Each place they visit all the way down to Sri Lanka and back evokes several stories, often at variance with what they had read while researching the Ramayana prior to undertaking this journey. They meet interesting people, take in different landscapes and, yes, taste delicious food — or not! For instance, on the edge of Allahabad fort is where Sita is believed to have prayed before leaving for Chitrakoot; but before leaving Allahabad, our authors make sure to taste Bhagat Chaat Bhandar’s mouthwatering pakore ki chaat! From Delhi they take the Sampark Kranti Express to Chitrakoot where they were advised to stay because the forest had ‘plenty of animals to hunt, many trees that bear fruit, and where many ascetics have chosen to live.’
Pande and Kulkarni embark on a 450-foot descent through thick forest to Lonar lake in Maharashtra; the lake is in the middle of a crater which ‘is one of the only four impact craters in the world in basaltic rock and is still beautifully preserved. Maskelynite, a glass-like material that was thrown up by the impact, still shines through the sand at the edges of the lake.’ Locals believe the lake was ‘Shukracharya’s laboratory where he perfected the Sanjeevani drug that resurrected dead rakshasas.’
They come across a village en route to Nashik where, apparently, Sita was abandoned after aspersions were cast on her character. However, when the villagers ignored her pleas for help, she cursed them saying wheat would never grow in their soil. ‘The curse stayed for thousands of years, all the way till 1965, when the Green Revolution brought in a hybrid variety of wheat and other grains that could be grown here,’ a village elder tells the authors. ‘…grain stalks would simply crumble if we tried sowing wheat here…’

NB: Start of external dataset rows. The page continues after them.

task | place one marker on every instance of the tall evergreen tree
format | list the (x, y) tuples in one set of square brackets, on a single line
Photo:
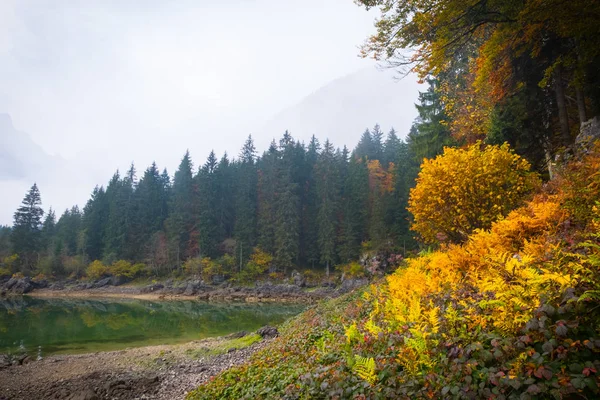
[(287, 206), (390, 148), (209, 228), (355, 207), (377, 140), (181, 224), (309, 235), (267, 189), (430, 133), (365, 147), (327, 203), (149, 210), (95, 215), (246, 201), (26, 232)]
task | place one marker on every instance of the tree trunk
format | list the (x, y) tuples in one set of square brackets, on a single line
[(581, 105), (561, 103)]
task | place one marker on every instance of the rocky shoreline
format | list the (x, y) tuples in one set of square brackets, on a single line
[(297, 292), (154, 372)]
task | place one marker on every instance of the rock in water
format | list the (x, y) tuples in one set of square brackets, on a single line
[(268, 332)]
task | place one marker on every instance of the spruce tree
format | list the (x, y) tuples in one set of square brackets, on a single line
[(95, 215), (390, 148), (430, 133), (365, 147), (246, 201), (181, 224), (377, 140), (209, 229), (309, 236), (287, 206), (26, 232), (267, 181), (355, 207), (327, 203)]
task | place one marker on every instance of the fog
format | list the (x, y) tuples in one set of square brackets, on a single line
[(87, 87)]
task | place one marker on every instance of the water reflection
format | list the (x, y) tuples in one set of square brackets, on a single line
[(61, 325)]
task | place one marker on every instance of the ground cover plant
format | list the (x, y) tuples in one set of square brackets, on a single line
[(509, 313)]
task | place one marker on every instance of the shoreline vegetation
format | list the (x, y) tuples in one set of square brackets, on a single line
[(296, 292)]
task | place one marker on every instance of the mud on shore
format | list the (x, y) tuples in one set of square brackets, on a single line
[(154, 372)]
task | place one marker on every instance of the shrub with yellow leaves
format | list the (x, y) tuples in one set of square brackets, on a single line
[(467, 189)]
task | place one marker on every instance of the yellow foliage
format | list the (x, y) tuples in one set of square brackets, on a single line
[(467, 189), (364, 367), (515, 263), (96, 270)]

The world is full of Ramas and Ravanas, individuals of great merit, yet vulnerable to human frailties. But one thread runs through both epics, and that is the self-destructive nature of hate.
While they found some places difficult to locate, some seemed even to have been forgotten. But the majority were well remembered, both by the people and through folklore. At times, though, it seemed the stories were very much imagined, as in Mumbai, for instance. But, as a trustee of a temple in Walkeshwar tells them, ‘It is not about what happened here, but what people believe in.’ This remark makes the authors realise that ‘the truth is only what we want to believe. If people believe Rama came to Mumbai, then he sure did!’
Apparently, the popular stories about the Lakshman Rekha and Shabari tasting every berry she offered Rama has no literary or historical validity in any of the five versions of the epic — Tulsidas, Valmiki, Eknath, Kambar and Adhyathmak — the authors researched. A mismatch between distances mentioned in the epic and facts suggest that Lanka was possibly larger than the Sri Lanka of today. It is such an irony that a kingdom described as being rich and prosperous is now facing its biggest economic crisis.
‘We notice that most temples in Sri Lanka also house prominent Buddhist pilgrimage sites,’ the authors note. ‘The Murugan temple in Kataragama is more well-known for the Buddhist complex inside (it also houses a mosque, a church, a temple to a tribal deity, and a temple to Ganesha), apart from those dedicated to Murugan’s wives — Valli and Devayani.’ And at Nil Diya Pokuna, or blue water lake, they trudge through a pitch-dark tunnel in Istripuram to see the cave where Sita was supposedly hidden, but they don’t have the stomach to squeeze into the cave. ‘Many believe that Ravana still lives in these caves,’ their guide tells them as they beat a hasty retreat!
The world is full of Ramas and Ravanas, individuals of great merit, yet vulnerable to human frailties. But one thread runs through both epics, and that is the self-destructive nature of hate. Now, that’s a lesson for our time.